"Dr. Prusiner is a pioneer in science and medicine. He introduced a truly new idea to the biology of disease... the idea that a protein can be an infectious agent," says Zach W. Hall, Ph.D., Director of the National Institute of Neurological Disorders and Stroke (NINDS), which has supported Dr. Prusiner since 1975. "His work has turned a once obscure corner of medicine into an important source of new ideas about fundamental biological mechanisms." Dr. Prusiner has received additional funding from the National Institute on Aging, the National Center for Research Resources, and the National Institute of General Medical Sciences, all of which are components of NIH.
Dr. Prusiner led the work that uncovered the nature of prions (a term he coined from "proteinaceous infectious particles"). Prions are unusual infectious particles because, unlike viruses, bacteria, fungi, and parasites, they contain no DNA or RNA. Instead, they are a type of protein normally found within cells in humans and other organisms, even yeast. In some cases, however, the structure of the prions can change into a disease-causing form. These abnormal proteins appear to convert other, normal prions to the abnormal shape. Many scientists now believe this process leads to several dementing diseases of humans, including Creutzfeldt-Jakob disease.
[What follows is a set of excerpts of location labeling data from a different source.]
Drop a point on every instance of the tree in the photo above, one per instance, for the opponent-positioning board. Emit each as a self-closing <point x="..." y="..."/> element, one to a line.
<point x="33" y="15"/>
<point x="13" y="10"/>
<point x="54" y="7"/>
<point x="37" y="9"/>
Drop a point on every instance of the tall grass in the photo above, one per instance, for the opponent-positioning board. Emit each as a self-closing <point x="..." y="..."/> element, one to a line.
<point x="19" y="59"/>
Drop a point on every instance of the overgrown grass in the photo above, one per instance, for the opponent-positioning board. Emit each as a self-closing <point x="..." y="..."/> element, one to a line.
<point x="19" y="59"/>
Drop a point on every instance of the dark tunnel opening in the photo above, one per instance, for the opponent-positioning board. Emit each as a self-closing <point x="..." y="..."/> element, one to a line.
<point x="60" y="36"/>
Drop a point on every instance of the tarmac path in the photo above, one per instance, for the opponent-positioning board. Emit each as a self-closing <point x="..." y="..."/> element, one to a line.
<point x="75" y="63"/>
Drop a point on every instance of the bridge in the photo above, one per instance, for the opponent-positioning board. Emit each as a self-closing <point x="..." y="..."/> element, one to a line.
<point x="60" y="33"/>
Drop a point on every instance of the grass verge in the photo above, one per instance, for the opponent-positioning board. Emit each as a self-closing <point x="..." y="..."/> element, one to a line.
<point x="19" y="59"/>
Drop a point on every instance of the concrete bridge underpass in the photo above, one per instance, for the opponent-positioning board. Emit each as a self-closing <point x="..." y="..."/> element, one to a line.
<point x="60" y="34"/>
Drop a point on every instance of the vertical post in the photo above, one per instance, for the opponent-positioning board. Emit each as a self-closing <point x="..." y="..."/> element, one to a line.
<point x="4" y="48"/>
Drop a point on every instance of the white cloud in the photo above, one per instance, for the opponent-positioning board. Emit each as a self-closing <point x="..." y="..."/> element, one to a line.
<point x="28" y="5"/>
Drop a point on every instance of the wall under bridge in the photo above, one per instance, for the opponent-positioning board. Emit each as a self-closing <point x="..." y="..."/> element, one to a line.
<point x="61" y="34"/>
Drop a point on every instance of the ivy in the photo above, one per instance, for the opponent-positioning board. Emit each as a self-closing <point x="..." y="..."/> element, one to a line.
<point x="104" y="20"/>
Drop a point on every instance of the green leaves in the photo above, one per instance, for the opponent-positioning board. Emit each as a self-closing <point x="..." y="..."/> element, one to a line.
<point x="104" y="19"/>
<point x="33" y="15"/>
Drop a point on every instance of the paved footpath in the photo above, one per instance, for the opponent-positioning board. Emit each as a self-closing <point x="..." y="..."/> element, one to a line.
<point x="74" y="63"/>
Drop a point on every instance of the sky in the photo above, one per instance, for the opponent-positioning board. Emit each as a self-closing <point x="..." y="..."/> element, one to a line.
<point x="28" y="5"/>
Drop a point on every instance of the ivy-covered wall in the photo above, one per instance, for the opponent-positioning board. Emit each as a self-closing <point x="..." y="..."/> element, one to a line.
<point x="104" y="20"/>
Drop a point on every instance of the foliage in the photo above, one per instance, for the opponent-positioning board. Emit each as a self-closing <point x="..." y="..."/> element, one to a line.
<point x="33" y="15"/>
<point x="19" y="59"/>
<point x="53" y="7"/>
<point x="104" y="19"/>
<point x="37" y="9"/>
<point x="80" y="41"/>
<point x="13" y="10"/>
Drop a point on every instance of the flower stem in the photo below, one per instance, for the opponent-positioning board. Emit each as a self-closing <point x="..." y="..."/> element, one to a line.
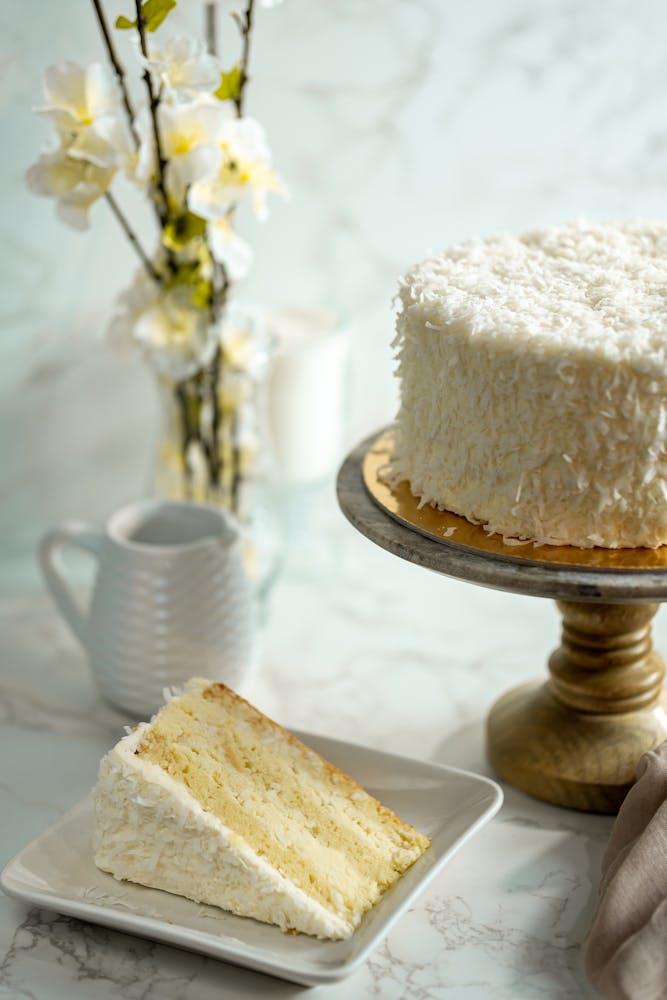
<point x="162" y="204"/>
<point x="127" y="229"/>
<point x="246" y="32"/>
<point x="211" y="33"/>
<point x="118" y="68"/>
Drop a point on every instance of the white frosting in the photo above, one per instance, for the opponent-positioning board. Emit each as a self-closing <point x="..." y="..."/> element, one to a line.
<point x="533" y="375"/>
<point x="150" y="829"/>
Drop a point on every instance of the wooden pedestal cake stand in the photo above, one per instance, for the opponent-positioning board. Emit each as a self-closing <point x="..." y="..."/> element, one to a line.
<point x="576" y="739"/>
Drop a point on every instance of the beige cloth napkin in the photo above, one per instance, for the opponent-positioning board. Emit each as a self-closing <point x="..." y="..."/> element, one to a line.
<point x="625" y="954"/>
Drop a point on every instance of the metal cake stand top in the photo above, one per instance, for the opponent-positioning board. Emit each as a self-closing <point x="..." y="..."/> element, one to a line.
<point x="614" y="576"/>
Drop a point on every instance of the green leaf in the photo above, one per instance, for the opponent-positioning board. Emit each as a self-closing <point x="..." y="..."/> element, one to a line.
<point x="154" y="13"/>
<point x="178" y="233"/>
<point x="230" y="84"/>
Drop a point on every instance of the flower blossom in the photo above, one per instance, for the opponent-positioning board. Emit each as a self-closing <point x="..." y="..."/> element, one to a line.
<point x="183" y="67"/>
<point x="243" y="169"/>
<point x="83" y="103"/>
<point x="175" y="336"/>
<point x="75" y="183"/>
<point x="187" y="134"/>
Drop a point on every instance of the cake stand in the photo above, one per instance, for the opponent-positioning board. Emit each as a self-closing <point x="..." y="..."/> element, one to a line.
<point x="575" y="739"/>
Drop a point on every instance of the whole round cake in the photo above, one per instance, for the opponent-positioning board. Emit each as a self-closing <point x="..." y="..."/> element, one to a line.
<point x="533" y="384"/>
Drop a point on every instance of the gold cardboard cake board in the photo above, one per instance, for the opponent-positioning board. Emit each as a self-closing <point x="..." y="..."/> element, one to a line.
<point x="451" y="529"/>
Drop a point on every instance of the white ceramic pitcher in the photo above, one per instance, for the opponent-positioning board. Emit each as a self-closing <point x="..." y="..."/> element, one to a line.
<point x="171" y="599"/>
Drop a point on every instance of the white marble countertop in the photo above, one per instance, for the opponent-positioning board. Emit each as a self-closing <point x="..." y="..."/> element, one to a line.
<point x="361" y="646"/>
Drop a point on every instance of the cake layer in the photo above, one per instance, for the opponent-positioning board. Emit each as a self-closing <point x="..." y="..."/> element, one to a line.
<point x="533" y="384"/>
<point x="216" y="802"/>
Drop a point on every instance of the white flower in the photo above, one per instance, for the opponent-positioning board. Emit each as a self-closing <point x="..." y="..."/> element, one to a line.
<point x="229" y="249"/>
<point x="183" y="66"/>
<point x="188" y="134"/>
<point x="83" y="103"/>
<point x="141" y="295"/>
<point x="174" y="335"/>
<point x="76" y="184"/>
<point x="243" y="170"/>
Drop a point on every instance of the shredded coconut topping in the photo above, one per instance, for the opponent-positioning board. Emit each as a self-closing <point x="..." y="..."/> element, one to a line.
<point x="533" y="373"/>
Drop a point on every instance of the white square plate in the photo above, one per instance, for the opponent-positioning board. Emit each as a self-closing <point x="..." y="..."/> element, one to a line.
<point x="56" y="871"/>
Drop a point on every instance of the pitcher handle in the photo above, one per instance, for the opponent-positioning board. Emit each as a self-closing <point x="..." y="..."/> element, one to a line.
<point x="78" y="535"/>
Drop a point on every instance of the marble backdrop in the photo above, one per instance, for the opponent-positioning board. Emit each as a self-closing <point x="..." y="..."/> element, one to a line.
<point x="399" y="128"/>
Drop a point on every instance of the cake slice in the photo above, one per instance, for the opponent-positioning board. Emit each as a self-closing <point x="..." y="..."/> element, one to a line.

Similar diseases in animals include bovine spongiform encephalopathy or "mad cow" disease in cattle and scrapie in sheep. Research suggests that a similar change in non-prion proteins may lead to the protein-containing deposits, or plaques, found in the brains of people with Alzheimer’s disease.
Of the 72 previous American Nobel laureates in physiology or medicine since 1945, more than two-thirds (53) either worked at or were supported by NIH before winning the prize. Since World War II, 115 scientists worldwide were previously awarded the Nobel Prize in Physiology or Medicine. More than half of them (63) had prior support from or had worked at NIH before the award.